When it comes to the internet of things (IoT), it’s time for developers to place a greater focus on the “things” — connected devices. The number of cellular IoT connections will more than double to upwards of 5 billion in 2027. And as they develop for the cloud and data centers, developers must start paying attention to the challenges that could arise with the explosion of connected devices.
With this backdrop, managing devices at scale is an ever-increasing problem. Each device is effectively a remote computer, and companies delivering IoT solutions will soon find themselves dealing with the problem of managing a large fleet of devices that need to be updated, secured and monitored.
This comes along with the traditional problems of running production software to a new scale, with potential issues including lack of visibility, devices running outdated software, devices having security exploits that need to be stopped and patched and more.
Further, devices are often not physically accessible to allow recovery from bad updates, meaning groups of devices could be “bricked” if they’re updated without the ability to apply a rollback mechanism. With all of these moving parts in play, there are four key things IoT developers need to keep in mind.
The first secret of effective device management is making sure all devices are well-identified in a secure fashion. Even though devices can be thought of as “cattle” — meaning no individual device is itself important — in practice, devices are often not interchangeable with one another. Rather, each device is a unique runtime, acting almost as a mini data center. Therefore, it is important to uniquely identify them at scale.
Once device identity is established, devices can be annotated with the right metadata for management and grouping.
Next, teams need to ensure management can work across many network topologies, including intermittently disconnected scenarios. Many devices sit behind double Network Address Translation (NAT) topologies and cannot accept remote connections, requiring a gateway or a secure tunneling agent that runs on the device.
Finally, you need to guarantee that such an agent mechanism running on the device is lightweight and can self-update with a high degree of trust.
It’s challenging to see the big picture across many data points when monitoring devices and also still identify issues with individual devices. The “big picture” view can be achieved by applying metrics on groups of devices, and aggregating it with metadata tags assigned to devices (or device groups).
Identifying issues with an individual device can be solved by adding “smartness” in the device agent, which can be updated dynamically. The agent applies rules assigned to it in runtime, for example, and could securely block untrusted behavior.
Another challenge is the ability to monitor devices with limited connectivity. This is often solved by aggregating data on the device and streaming it to a monitoring server when the device regains connectivity. But this can also be problematic, considering that many monitoring services don’t handle historical events well, particularly when you want issues to be visible as early as possible. A gateway service that is deployed in proximity to devices and acts as a monitoring proxy can help solve this problem.
Like any production deployment, the best practice of deploying to smaller groups of devices first applies. This can often be achieved with metadata attached to devices.
Then, due to the sensitivity and potential risks in an upgrade, you need to guarantee that two things can be achieved through the agent software of the device. First, the update time needs to reflect minimal disruption to device service.
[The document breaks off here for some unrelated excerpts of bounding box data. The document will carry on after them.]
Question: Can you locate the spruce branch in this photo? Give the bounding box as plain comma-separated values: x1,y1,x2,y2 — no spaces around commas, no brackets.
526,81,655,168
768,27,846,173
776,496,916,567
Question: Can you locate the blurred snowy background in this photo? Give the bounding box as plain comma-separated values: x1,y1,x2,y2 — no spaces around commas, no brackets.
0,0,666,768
Second, the ability to roll back bad or failed updates is critical, especially for devices at a mass scale that cannot be manually rolled back, or devices that cannot be physically reached to “reset” a bad state. This makes auto-recovery of bad updates a must. Remote access to devices may help here, but again, it may not be applicable to reset a large set of devices.
Of course, the core of the device agent needs to be rock-solid yet minimal so the update agent itself stays up and auto-recovers from self-updates.
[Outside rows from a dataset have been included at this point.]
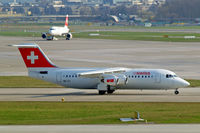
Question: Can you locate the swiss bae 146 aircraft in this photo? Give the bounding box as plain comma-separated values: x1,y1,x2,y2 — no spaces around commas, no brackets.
12,43,190,95
42,15,72,40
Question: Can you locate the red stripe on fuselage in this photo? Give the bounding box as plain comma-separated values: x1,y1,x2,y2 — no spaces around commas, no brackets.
19,48,55,67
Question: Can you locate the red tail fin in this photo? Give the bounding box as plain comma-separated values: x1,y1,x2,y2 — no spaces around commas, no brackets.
65,15,68,26
13,43,56,68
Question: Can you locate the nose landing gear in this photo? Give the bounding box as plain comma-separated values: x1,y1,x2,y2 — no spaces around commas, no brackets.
174,89,179,95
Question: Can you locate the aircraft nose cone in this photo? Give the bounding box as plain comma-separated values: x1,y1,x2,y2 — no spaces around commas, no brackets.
181,79,190,87
183,80,190,87
175,78,190,88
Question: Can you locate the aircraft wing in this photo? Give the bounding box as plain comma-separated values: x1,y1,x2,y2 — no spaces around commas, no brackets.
79,67,127,78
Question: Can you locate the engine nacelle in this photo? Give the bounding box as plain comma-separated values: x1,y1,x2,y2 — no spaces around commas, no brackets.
42,33,47,39
116,74,128,85
104,75,118,86
103,74,128,86
66,33,72,40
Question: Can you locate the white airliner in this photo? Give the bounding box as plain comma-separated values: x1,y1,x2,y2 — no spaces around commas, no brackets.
12,43,190,95
42,15,72,40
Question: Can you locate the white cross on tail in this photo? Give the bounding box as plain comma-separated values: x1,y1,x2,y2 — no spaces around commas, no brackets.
27,51,38,64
Remote access provides great troubleshooting and debugging capabilities when looking to identify issues on individual devices. Most often, problems arise across more than a single device as a result of either external changes or a version update. If monitoring data fails to provide details that are relevant and in context, a developer needs access to a troubled device and check the problem on the device itself.
When you need remote access, this solution is indispensable, especially for otherwise inaccessible devices. Making remote access secure is important, as is making it easy for developers to use, such as establishing connections through a web browser.
Across this entire workflow, automation is key. It requires you to create a fully automated software supply chain process to update your devices and apply runtime monitoring and security checks. This process can often be a natural extension to the existing software supply chain process — one that already exists for building and distributing your device software.
Keeping everything connected and maintaining fully automated processes allows you to achieve wonders with a small and nimble team, even for a large and complicated set of devices. Similar to enterprise “Super DevOps” groups that serve tens of thousands of developers with only a small team, trusted automation processes enable organizations to achieve the same for large, diverse fleets of devices.
All of this ultimately gives you traceability and visibility to all software running on your devices. For example, you can identify a security vulnerability on a device, block it in runtime using agent rules, and also quickly identify the software build that created the device software (and, potentially, other builds impacted by the same vulnerability).
You can then automatically build and release a new version that patches the security hole and distributes it automatically to regional update centers. From there you can roll out a gradual update to selected groups of devices to verify the fix.
In the end, the goal is for these four elements — device management, real-time monitoring, efficient software updates and remote access — to work together. Doing so effectively while embracing automation keeps developer teams nimble and end-users and customers happy, creating a win-win situation for team morale and overall business objectives.